The RAPIDS cuDF ecosystem
What is RAPIDS?
RAPIDS for dataframes
Comparison
| cuDF | pandas cuDF | Polars cuDF | |
|---|---|---|---|
| Documentation | https://docs.rapids.ai/api/cudf/stable/cudf_pandas/ | ||
| API | Similar to pandas, but some differences | Exactly the same as pandas | Exactly the same as Polars lazy API |
| Performance | Very good: the code fully runs on GPU | Good: some of the code runs on GPU, but there are costly transfers between CPU and GPU because the code that can’t run on GPU runs on CPU | The best: lazy execution + the code fully runs on GPU |
| Installation | Install cuDF | Install cuDF (it is a cuDF module) | Install Polars with GPU engine extra |
Which one to use?
On CPU:
Unless you are stuck with existing code, pipelines, and workflows that you cannot change, you should use Polars instead of pandas and you should use the lazy API whenever you have large dataframes.
On GPU:
Similarly, unless you don’t have other options, when you turn towards GPUs, you should use Polars with the GPU engine. It gives you the best of both worlds: lazy execution and its advantages (running out-of-core, better performance, reduced memory impact) as well as code that fully runs on GPU. If you are already using Polars with the lazy API on CPU, the code is virtually the same (you just need to pass engine="gpu" to collect and you can customize the GPU engine for finer control if you want).

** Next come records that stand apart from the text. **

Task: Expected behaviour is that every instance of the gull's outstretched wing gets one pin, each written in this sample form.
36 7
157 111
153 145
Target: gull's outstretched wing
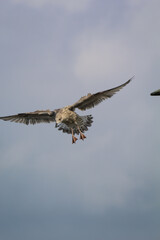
92 100
32 117
156 93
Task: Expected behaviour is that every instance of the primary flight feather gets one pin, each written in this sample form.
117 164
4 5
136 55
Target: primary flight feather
66 118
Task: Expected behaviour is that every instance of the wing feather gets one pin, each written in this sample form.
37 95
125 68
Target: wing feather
32 117
92 100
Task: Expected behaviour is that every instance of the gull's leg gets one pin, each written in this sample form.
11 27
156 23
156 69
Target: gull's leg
74 139
82 136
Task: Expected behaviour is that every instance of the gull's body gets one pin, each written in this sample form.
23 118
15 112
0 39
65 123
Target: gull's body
66 118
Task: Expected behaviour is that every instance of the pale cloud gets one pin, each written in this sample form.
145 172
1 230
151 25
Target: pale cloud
70 5
99 58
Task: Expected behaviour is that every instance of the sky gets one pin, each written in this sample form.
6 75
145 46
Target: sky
107 186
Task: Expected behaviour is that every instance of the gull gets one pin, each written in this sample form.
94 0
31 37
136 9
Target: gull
66 119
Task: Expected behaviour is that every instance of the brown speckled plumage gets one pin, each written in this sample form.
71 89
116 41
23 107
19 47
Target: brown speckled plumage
66 118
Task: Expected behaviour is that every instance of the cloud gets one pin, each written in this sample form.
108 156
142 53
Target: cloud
102 53
70 5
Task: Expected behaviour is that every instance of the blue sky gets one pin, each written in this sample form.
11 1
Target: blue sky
107 187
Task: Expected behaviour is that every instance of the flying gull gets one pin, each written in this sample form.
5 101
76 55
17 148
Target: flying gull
66 118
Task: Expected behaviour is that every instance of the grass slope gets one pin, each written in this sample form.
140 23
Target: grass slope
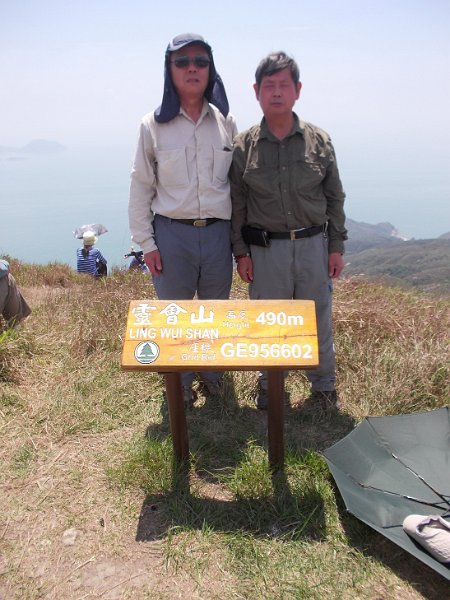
90 506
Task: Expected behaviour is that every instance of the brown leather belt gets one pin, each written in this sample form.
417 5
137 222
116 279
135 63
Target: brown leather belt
296 234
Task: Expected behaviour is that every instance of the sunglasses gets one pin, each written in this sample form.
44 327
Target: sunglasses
182 62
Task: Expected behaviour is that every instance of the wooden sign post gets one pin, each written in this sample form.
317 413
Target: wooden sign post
171 336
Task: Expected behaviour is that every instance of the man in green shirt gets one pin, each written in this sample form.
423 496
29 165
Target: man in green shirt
285 185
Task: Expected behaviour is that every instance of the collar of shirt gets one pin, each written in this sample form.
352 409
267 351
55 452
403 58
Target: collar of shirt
205 111
264 131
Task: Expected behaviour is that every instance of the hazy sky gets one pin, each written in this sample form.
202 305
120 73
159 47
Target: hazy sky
375 75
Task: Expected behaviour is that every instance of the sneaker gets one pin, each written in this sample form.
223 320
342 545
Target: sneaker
189 397
327 400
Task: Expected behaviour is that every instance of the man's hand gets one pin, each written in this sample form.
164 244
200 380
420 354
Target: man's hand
335 264
153 262
245 268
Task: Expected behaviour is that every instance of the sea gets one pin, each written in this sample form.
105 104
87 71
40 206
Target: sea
45 197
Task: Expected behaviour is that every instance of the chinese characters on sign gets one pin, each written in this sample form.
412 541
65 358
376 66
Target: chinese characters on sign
169 335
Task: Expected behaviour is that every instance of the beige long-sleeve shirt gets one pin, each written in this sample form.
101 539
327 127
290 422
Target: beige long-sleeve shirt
180 171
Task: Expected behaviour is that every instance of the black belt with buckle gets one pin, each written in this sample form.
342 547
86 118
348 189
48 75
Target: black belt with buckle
196 222
296 234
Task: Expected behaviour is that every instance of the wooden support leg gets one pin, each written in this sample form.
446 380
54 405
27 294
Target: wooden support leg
275 418
177 417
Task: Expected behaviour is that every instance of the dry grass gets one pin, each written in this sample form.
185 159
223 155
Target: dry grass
85 452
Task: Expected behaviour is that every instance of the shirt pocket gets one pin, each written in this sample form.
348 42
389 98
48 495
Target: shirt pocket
221 165
172 168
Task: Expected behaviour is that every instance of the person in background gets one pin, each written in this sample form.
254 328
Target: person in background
285 185
13 306
180 206
89 259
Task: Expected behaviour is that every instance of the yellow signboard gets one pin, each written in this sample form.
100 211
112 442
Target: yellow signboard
192 335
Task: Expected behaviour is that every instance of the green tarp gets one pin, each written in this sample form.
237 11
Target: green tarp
391 467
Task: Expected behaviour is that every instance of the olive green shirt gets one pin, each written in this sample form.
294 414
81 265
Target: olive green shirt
280 185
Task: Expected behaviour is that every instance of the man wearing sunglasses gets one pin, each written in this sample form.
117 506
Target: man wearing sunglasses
180 206
286 189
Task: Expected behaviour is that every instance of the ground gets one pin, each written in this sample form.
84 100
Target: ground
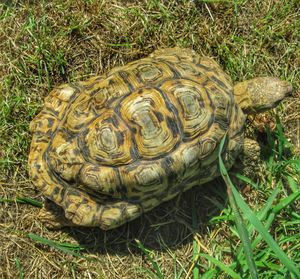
46 43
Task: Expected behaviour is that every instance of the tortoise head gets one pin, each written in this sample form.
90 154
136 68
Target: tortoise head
260 94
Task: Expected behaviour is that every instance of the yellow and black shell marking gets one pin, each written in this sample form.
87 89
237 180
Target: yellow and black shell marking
114 146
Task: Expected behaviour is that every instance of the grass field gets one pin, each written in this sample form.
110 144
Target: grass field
46 43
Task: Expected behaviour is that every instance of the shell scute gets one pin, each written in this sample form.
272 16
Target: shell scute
111 147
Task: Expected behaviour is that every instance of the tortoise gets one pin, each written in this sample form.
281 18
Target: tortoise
110 148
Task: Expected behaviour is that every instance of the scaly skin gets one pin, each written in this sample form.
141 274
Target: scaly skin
110 148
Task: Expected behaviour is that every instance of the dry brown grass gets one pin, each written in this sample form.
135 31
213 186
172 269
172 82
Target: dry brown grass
43 44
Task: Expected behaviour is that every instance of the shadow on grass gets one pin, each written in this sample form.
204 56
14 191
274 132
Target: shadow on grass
169 225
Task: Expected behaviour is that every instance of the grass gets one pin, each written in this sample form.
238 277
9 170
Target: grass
43 44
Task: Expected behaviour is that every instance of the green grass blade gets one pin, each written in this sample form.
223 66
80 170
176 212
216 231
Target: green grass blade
209 274
292 183
151 260
68 248
222 266
241 227
19 268
286 201
266 236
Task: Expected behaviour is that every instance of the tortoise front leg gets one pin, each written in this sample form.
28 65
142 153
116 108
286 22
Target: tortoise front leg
78 210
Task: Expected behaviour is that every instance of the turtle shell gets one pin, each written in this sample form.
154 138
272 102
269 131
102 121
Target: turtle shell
135 137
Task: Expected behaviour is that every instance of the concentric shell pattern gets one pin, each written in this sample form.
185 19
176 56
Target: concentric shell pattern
114 146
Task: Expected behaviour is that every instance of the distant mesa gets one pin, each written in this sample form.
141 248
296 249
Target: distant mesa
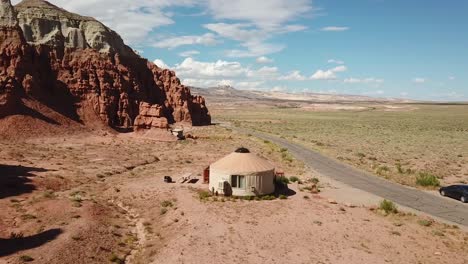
73 69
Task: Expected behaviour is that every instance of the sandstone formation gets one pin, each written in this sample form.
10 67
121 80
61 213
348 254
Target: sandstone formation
78 67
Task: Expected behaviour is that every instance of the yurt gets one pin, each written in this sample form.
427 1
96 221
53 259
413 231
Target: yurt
242 173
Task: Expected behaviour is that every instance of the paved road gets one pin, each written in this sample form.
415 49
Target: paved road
444 208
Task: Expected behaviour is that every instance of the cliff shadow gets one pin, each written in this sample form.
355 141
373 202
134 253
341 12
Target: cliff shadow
10 246
15 180
24 110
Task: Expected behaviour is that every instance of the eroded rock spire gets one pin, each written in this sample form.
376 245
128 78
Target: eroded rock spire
7 14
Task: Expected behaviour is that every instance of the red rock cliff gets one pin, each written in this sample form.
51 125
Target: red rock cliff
82 69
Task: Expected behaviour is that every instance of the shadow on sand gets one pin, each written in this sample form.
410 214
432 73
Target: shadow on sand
14 180
283 189
13 245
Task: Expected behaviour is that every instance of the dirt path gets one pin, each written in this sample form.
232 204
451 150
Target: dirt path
443 208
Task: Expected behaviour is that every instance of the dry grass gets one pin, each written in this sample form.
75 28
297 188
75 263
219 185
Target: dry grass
397 145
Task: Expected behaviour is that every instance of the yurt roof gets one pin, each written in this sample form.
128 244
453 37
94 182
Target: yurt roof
243 163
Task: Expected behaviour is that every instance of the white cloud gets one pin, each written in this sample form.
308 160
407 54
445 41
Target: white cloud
328 74
293 76
264 14
257 22
255 49
335 61
189 53
365 80
251 38
263 73
334 29
161 64
206 82
133 20
207 39
264 60
190 68
419 80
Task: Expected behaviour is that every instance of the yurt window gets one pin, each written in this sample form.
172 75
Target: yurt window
238 181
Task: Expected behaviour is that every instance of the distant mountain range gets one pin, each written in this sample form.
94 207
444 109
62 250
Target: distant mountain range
230 94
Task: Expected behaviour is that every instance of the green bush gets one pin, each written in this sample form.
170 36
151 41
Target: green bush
382 169
293 179
315 180
204 195
26 258
388 207
427 179
425 222
167 203
399 168
268 197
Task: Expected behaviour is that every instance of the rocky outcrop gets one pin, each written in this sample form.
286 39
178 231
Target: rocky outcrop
82 69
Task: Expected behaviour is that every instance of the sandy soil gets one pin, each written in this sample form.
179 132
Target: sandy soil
100 198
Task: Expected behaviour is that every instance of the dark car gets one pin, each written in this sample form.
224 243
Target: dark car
459 192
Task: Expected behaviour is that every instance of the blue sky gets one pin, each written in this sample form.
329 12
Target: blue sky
386 48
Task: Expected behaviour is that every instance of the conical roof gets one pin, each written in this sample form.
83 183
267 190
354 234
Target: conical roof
242 163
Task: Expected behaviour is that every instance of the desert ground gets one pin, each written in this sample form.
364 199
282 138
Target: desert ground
400 142
99 197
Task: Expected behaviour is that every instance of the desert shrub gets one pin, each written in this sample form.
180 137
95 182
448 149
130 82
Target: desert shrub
28 217
427 179
399 168
388 207
282 180
382 169
268 197
425 222
314 180
26 258
115 259
167 203
48 194
14 235
163 211
293 179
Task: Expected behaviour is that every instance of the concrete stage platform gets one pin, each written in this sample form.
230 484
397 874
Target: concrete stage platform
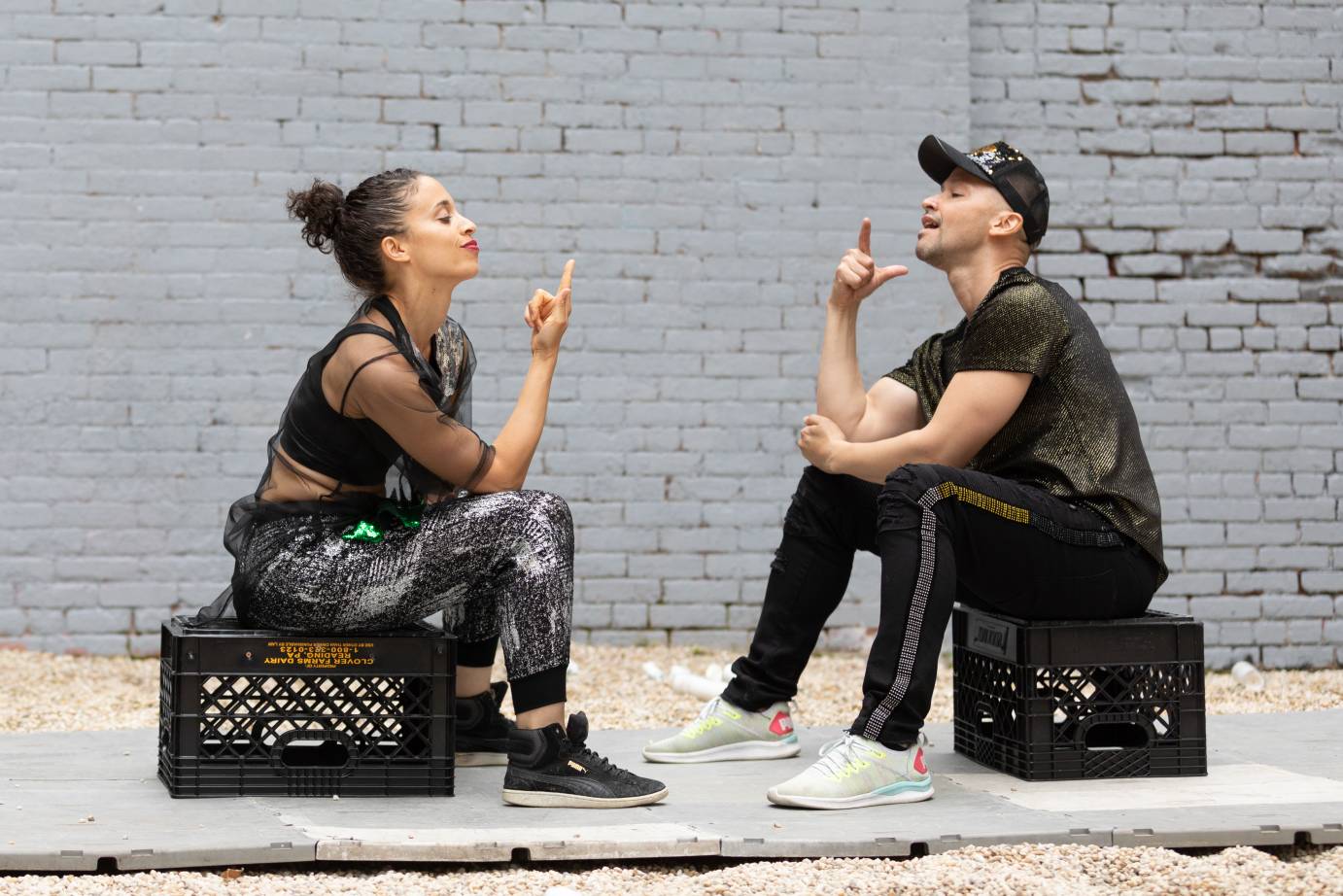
1273 779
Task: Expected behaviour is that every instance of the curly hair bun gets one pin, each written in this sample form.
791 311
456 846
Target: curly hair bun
320 210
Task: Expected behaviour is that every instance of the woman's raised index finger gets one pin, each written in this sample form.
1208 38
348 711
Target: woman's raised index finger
567 277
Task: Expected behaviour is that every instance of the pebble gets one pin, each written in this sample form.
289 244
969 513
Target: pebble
121 692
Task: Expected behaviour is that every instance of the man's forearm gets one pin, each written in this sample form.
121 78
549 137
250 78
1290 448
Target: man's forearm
840 394
873 461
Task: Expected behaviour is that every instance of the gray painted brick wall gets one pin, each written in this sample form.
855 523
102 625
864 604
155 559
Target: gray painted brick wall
706 162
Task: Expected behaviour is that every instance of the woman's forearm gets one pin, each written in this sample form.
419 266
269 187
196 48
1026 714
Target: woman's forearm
517 441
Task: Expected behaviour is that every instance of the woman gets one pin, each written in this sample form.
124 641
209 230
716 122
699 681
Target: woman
380 505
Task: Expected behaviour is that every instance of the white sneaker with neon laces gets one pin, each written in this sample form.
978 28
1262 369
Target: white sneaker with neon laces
721 733
854 773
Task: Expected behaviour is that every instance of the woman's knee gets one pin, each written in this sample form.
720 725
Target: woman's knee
549 506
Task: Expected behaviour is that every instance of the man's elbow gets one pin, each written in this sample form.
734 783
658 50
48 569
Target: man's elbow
931 446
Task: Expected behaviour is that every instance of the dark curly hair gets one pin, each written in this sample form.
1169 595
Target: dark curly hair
354 225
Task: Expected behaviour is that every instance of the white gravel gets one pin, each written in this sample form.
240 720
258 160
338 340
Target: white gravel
48 692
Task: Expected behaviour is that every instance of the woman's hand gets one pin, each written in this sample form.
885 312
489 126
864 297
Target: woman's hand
818 441
548 316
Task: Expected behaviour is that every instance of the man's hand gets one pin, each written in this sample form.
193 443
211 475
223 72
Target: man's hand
818 441
857 277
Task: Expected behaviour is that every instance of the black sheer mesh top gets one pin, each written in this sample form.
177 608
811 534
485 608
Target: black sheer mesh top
395 410
390 428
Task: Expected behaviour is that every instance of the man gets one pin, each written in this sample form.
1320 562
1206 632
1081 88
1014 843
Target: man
1001 466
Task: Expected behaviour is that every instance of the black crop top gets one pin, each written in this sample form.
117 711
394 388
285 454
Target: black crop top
361 450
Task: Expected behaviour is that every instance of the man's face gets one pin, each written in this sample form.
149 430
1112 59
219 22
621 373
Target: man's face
958 220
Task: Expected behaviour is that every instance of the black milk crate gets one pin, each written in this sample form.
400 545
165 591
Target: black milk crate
260 712
1069 700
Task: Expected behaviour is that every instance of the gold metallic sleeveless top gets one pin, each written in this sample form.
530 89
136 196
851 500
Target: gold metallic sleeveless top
1075 434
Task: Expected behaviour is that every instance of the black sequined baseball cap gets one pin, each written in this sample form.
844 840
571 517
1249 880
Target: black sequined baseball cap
1004 167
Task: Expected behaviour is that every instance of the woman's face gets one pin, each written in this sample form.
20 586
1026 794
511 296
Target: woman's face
438 239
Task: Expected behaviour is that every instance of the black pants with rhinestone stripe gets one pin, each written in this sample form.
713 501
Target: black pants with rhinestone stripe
499 566
943 534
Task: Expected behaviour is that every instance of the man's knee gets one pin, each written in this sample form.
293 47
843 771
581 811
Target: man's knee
906 493
811 509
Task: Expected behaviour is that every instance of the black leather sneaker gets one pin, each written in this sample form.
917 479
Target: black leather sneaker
552 766
482 730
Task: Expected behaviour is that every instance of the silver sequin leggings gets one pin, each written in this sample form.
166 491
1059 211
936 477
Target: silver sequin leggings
499 566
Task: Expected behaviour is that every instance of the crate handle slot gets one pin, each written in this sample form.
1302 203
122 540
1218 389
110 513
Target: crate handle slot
1115 734
312 748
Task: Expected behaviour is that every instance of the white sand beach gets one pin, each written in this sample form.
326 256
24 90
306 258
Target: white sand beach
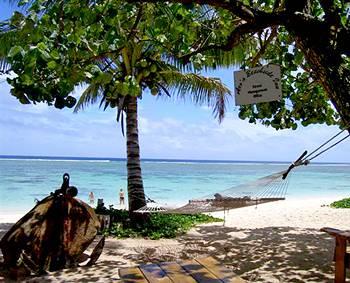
275 242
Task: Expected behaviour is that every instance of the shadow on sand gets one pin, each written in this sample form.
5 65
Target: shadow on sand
271 254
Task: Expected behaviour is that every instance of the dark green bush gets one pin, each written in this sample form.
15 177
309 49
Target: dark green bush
344 203
156 226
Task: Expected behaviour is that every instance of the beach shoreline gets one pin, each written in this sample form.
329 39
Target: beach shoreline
275 242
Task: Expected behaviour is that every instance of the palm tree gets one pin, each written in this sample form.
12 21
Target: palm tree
133 73
117 61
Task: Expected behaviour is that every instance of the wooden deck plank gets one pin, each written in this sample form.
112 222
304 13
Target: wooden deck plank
176 273
220 271
154 274
199 272
132 274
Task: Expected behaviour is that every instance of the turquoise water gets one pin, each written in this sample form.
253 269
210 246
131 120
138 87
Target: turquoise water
171 182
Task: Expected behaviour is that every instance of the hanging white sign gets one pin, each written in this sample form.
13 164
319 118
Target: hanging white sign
261 84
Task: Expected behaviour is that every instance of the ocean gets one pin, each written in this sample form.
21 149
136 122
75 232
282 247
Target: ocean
170 182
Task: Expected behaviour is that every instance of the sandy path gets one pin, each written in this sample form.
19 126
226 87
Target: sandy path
277 242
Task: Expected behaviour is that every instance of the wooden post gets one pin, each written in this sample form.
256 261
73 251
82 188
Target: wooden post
340 254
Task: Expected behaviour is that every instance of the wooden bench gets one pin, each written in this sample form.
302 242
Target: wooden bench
204 270
341 255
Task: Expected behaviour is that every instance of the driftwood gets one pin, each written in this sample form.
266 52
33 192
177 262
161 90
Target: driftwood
53 235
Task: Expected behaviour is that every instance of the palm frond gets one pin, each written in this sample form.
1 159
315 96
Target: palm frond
8 39
89 96
199 89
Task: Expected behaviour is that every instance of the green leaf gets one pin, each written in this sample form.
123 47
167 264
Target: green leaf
15 51
51 65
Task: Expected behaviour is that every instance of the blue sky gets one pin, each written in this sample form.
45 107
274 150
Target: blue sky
168 129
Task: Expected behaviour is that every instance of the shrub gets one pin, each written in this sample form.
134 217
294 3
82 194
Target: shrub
344 203
157 225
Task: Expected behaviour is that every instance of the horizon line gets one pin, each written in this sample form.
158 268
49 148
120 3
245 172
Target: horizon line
5 156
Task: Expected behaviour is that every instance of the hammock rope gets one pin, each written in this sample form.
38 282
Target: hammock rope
266 189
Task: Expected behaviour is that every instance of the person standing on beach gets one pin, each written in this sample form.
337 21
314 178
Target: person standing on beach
121 197
91 198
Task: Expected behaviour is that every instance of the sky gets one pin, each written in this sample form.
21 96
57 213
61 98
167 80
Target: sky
168 129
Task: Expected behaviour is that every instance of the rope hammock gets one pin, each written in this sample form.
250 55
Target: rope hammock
263 190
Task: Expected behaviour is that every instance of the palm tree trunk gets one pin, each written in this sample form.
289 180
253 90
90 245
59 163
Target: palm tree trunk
136 195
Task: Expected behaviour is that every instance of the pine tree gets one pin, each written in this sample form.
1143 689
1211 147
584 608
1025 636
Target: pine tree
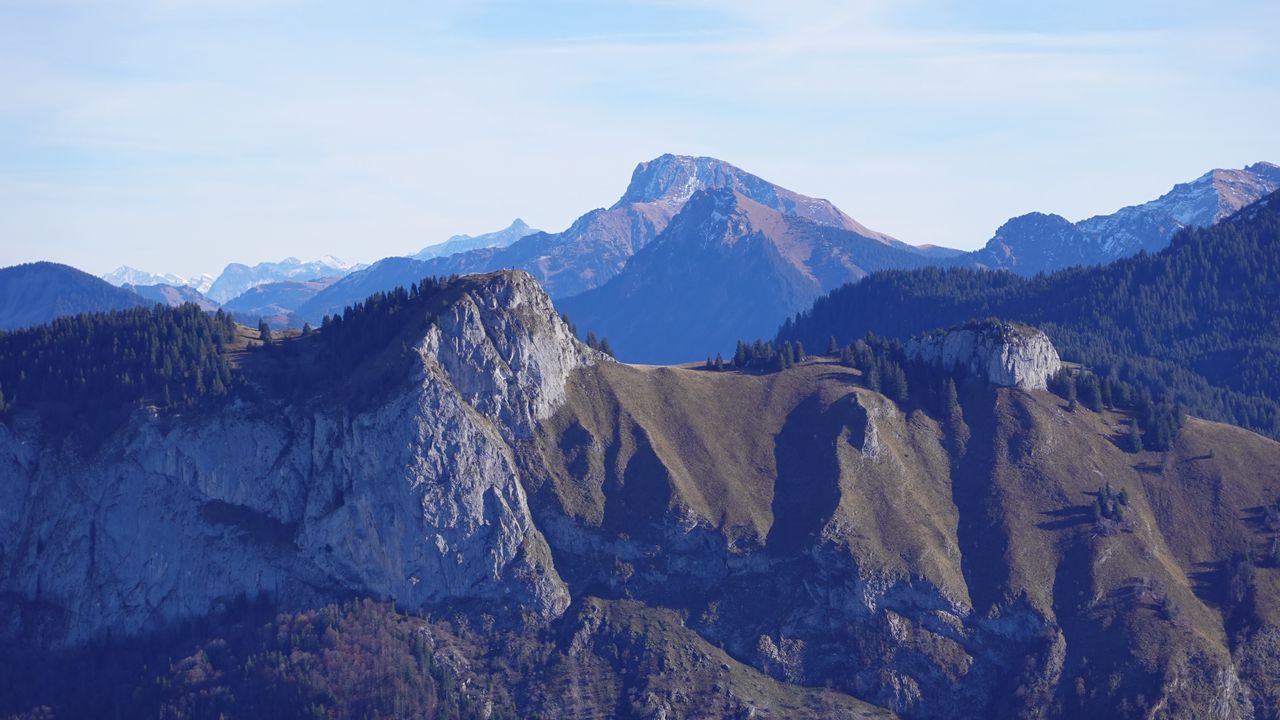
1092 392
950 400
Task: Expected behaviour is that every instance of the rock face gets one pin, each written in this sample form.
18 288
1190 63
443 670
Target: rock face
1005 354
417 500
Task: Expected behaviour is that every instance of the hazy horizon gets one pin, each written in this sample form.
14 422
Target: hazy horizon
178 137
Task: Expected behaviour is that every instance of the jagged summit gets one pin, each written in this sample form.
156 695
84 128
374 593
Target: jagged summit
672 180
1004 354
465 242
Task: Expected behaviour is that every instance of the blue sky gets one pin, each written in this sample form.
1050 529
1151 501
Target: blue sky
182 135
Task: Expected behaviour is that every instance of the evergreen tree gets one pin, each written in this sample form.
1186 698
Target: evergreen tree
950 400
1092 395
873 377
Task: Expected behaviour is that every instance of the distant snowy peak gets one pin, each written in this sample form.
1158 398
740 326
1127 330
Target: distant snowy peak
126 274
237 278
465 242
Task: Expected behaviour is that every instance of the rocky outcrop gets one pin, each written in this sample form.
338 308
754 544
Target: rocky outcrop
1004 354
416 500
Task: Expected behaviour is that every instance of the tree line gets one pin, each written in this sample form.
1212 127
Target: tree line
1197 323
83 370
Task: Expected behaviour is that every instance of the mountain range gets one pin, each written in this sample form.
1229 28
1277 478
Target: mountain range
1040 242
1198 320
600 244
558 534
464 242
727 268
39 292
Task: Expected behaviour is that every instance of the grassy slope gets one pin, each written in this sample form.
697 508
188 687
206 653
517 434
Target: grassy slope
782 459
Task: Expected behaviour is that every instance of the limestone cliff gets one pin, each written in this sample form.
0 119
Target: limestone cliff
1004 354
416 500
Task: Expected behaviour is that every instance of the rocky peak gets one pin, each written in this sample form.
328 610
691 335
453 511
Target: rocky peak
675 178
672 181
416 499
1005 354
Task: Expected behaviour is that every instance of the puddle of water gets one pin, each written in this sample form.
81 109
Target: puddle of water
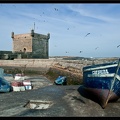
38 104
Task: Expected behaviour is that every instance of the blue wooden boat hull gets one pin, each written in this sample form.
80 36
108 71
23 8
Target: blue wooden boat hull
103 81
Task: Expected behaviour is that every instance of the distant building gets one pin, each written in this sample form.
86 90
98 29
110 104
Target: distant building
29 45
32 44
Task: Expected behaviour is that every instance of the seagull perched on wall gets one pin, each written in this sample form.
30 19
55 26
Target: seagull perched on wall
87 34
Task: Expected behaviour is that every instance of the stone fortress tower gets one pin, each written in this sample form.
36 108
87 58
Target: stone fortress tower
31 45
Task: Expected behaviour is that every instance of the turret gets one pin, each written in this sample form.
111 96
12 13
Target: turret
12 35
32 33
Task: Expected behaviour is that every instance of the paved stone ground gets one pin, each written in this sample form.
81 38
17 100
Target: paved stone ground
67 101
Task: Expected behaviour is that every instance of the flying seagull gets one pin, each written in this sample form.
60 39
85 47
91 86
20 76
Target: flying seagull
96 48
118 46
87 34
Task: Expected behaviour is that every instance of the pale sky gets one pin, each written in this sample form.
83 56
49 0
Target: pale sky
81 29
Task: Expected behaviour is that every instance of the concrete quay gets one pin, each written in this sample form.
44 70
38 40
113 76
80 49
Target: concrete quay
66 101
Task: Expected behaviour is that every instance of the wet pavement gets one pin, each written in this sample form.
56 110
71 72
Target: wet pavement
66 101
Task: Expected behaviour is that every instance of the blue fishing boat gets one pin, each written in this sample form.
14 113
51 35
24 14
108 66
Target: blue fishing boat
103 81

pandas cuDF will speed up your pandas code to some extent and at no coding cost, but it is the lest performant option since the pandas code that can’t be run on GPU will be run on CPU. Additionally, copying the data back and forth between host and devices is costly.
cuDF runs the code fully on GPU and is a much better option, but it requires learning a new API since it only works on a subset of pandas command and has differences with the pandas API.
In this course, we will focus on the best option: Polars with the GPU engine.